Let’s now take a look into how we can create data visualisations for numerical data. As we discussed before, numerical data represents the count or measure of something using numbers. Numerical data can be broken down into two additional categories of data: discrete and continuous.
Discrete data values
Discrete values are when the numerical data can only be in whole numbers, as there is only a certain number of values. Think about your school, a discrete data value would be the number of students in your class. You can count 20, 21,22 students but you will never have 20.5 students.
A good way to represent discrete data is through the use of bar charts or pie charts. Imagine you are analysing your classmates’ preferences for different school subjects (for example English, Mathematics, Sciences and PE). You could use a pie chart to show the proportion of each preference (Figure 4 -A), or bar chart to show the number of students who prefer each type (Figure 4 -B).

Continuous data values
Continuous numerical data values will fall anywhere within a range of measurements. With a vast number of options, continuous data values can be slightly different to each other. For example, continuous data could be something like the weather, it can be 23°, 23.5° or 23.57° and so on. In addition, continuous data may change over time, while the weather was 23° today, it may be 27.85° tomorrow.

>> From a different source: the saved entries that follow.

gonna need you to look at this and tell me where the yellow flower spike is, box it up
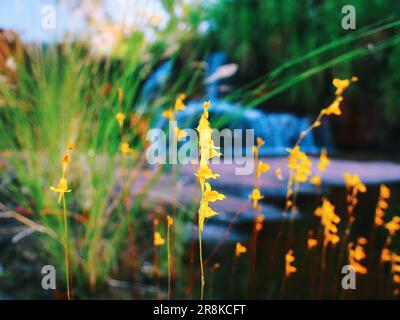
[287,146,312,184]
[162,109,175,121]
[115,112,126,128]
[249,188,264,209]
[348,239,368,274]
[174,94,186,112]
[120,142,131,157]
[235,242,247,257]
[67,142,74,150]
[315,198,341,246]
[154,231,165,247]
[50,177,72,204]
[385,216,400,235]
[256,160,270,178]
[285,249,297,277]
[318,148,330,172]
[195,100,224,300]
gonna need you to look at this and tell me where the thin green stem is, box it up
[62,196,71,300]
[167,224,171,300]
[198,227,205,300]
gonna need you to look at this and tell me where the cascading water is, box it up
[147,52,333,155]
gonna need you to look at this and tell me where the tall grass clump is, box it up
[0,38,197,297]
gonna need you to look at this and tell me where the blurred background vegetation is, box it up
[155,0,400,153]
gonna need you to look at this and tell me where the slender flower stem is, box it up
[198,226,205,300]
[62,196,71,300]
[167,222,171,300]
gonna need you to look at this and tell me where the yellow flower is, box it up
[249,188,264,209]
[255,215,264,231]
[343,173,367,193]
[50,178,71,203]
[385,216,400,235]
[203,100,210,118]
[203,182,226,202]
[392,253,400,273]
[256,137,265,148]
[256,160,270,178]
[323,96,343,116]
[115,112,126,128]
[154,231,165,246]
[174,94,186,112]
[318,148,330,172]
[380,184,391,199]
[381,248,392,263]
[310,175,321,187]
[375,208,385,227]
[195,164,220,186]
[162,109,175,121]
[198,201,220,232]
[285,249,297,277]
[307,238,318,250]
[167,215,174,226]
[315,198,341,246]
[235,242,247,257]
[275,167,284,180]
[120,142,131,157]
[333,78,351,96]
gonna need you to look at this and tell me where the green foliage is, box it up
[0,39,196,296]
[199,0,400,117]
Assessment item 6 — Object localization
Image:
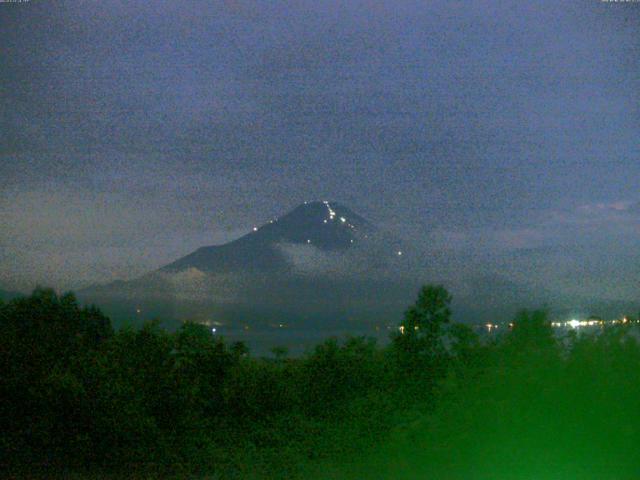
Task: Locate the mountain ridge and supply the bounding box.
[76,201,412,330]
[161,201,377,274]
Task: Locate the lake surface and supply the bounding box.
[217,326,394,356]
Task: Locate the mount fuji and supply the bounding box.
[162,201,376,274]
[78,202,415,330]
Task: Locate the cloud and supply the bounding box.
[2,0,639,296]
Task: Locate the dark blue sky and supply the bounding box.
[1,0,639,301]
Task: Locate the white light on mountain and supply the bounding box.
[397,250,403,256]
[307,239,311,244]
[340,217,346,223]
[324,201,337,219]
[253,227,258,232]
[323,219,327,224]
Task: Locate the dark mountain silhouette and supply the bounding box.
[162,201,375,274]
[78,202,412,332]
[80,201,631,340]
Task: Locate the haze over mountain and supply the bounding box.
[76,199,639,337]
[79,201,413,330]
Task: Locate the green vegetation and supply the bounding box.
[2,286,640,479]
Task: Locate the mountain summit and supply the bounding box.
[79,201,411,332]
[162,201,375,274]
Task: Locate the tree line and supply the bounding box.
[2,286,640,479]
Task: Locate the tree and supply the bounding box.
[170,322,233,420]
[506,309,555,354]
[0,288,113,468]
[270,345,289,361]
[448,323,481,364]
[231,341,249,358]
[392,285,452,380]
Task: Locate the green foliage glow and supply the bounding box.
[2,287,640,479]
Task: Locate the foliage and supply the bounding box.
[2,287,640,479]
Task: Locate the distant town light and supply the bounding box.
[340,217,346,223]
[253,226,258,232]
[397,250,403,256]
[211,327,217,333]
[568,319,580,329]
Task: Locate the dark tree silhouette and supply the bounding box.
[4,285,640,479]
[392,285,452,380]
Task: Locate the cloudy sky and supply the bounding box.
[1,0,639,300]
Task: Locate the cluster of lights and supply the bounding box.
[556,317,636,329]
[323,201,337,220]
[322,201,357,230]
[478,316,637,333]
[247,200,405,258]
[321,201,403,256]
[553,319,602,328]
[397,325,420,335]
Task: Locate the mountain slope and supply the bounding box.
[161,201,375,274]
[78,201,409,329]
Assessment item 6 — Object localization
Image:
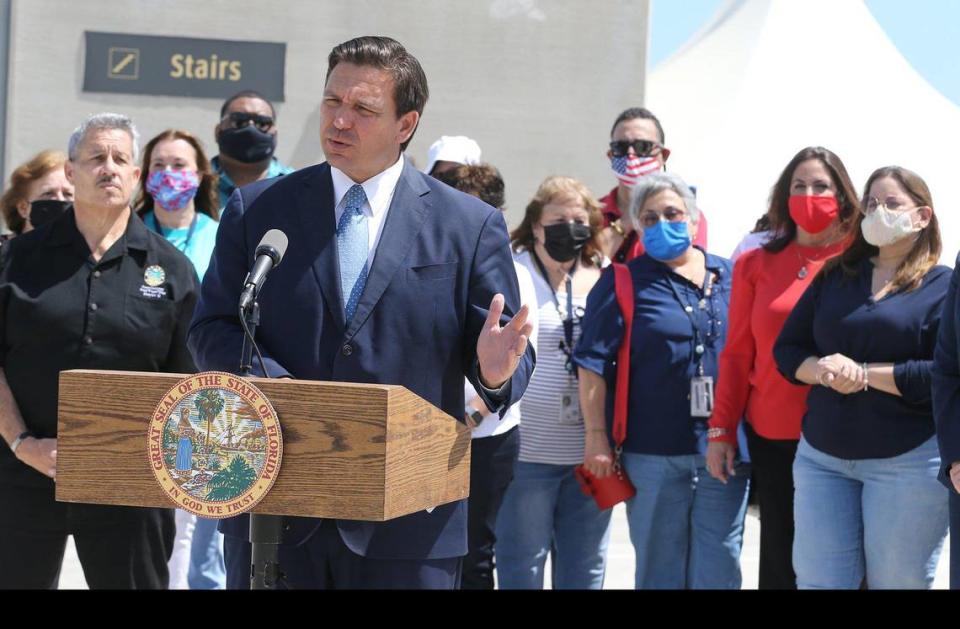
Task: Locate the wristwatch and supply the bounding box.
[465,406,484,427]
[9,431,32,455]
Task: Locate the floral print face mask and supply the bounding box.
[146,169,200,212]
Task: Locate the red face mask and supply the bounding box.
[788,195,839,234]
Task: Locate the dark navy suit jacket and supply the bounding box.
[934,255,960,488]
[187,160,534,560]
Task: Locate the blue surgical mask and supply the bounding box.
[643,221,691,261]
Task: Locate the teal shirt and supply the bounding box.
[212,156,295,209]
[142,211,220,281]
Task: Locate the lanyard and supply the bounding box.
[150,212,199,254]
[664,267,716,377]
[532,251,578,375]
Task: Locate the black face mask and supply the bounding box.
[30,200,71,229]
[217,125,277,164]
[542,222,592,263]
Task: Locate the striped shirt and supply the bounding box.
[515,250,590,465]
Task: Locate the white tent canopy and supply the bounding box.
[647,0,960,265]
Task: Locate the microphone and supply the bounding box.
[239,229,288,312]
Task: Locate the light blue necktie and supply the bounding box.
[337,184,369,323]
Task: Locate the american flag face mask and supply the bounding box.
[611,153,661,187]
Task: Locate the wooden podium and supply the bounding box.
[56,370,471,520]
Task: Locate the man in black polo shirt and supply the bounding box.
[0,113,199,589]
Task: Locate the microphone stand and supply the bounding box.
[239,299,284,590]
[239,302,260,377]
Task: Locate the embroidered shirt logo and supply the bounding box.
[144,265,166,287]
[139,285,168,299]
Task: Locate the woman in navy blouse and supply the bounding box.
[574,172,750,589]
[775,166,949,589]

A good way to represent continuous data that change over time is through the use of line graphs. For example, you could use a line graph to show how your height has increased every year since you were born. The x-axis (horizontal line) might show the years, and the y-axis (vertical line) would show your height in centimetres. As you grow, you draw a dot for each year and connect the dots to make a line (Figure 5 – A). This same data can also be visualised through a column chart, where the x-axis (horizontal line) could also show the height of each bar would be the measurement of your height (Figure 5 – B).

On the next chapter is Creating a column chart, where you will be able to create your own data visual!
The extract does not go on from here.